Strength of a Bag

If you take a plastic bag and fill it with items until It breaks, will another layer of plastic bag make the first plastic bag stronger? Is it safe to say that if a plastic bag is made thicker by layering more plastic nags in it, they could contain more items?
This project tests the linear relationship between the number of bags layered up and the weight they can support. There could be a change or none at all.
What you need:
• Several plastic bags
• A weighing scale
• Uniform weights

Use plastic bags because they are easy to acquire in bulk. The weights will simulate the items that you place in the plastic bags when you shop around or transport things. A place to hang the plastic bag is helpful. An existing iron nail on a wall or a metal hook on your gate will do fine.

How to do it:
1. Take one of the bags and find its breaking point. Hang it somewhere and fill it with sandbags or Ziploc bags filled with sand. Be sure to place a weighing scale under the plastic bag. Keep filling the bag until it breaks.

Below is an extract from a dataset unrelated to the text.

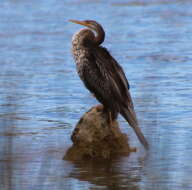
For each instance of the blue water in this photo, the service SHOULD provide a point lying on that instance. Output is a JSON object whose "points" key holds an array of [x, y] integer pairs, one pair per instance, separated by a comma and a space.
{"points": [[42, 98]]}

Note what part of the bag starts to tear. As the bag breaks, the weights will fall on the weighing scale. When this happens, the exact weight limit of the single plastic bag should show.
2. Insert one intact plastic bag into another. One plastic bag lines the other, making an extra thick plastic bag. Hang it over the weighing scale again and fill it with sandbags. Record the weight at which it breaks. Repeat the process using more plastic bags, at least three times.
3. The more repetitions you perform, the more data you collect.
Analysis of Data:
With the data, you gather, create a graph. Use the variables “Weight Held” and “Number of Plastic Bags”. What is your conclusion? What is the overall behavior of the bag strength as you added more plastic bags?
Also, try this experiment with paper towels or paper bags and see which brand is the toughest.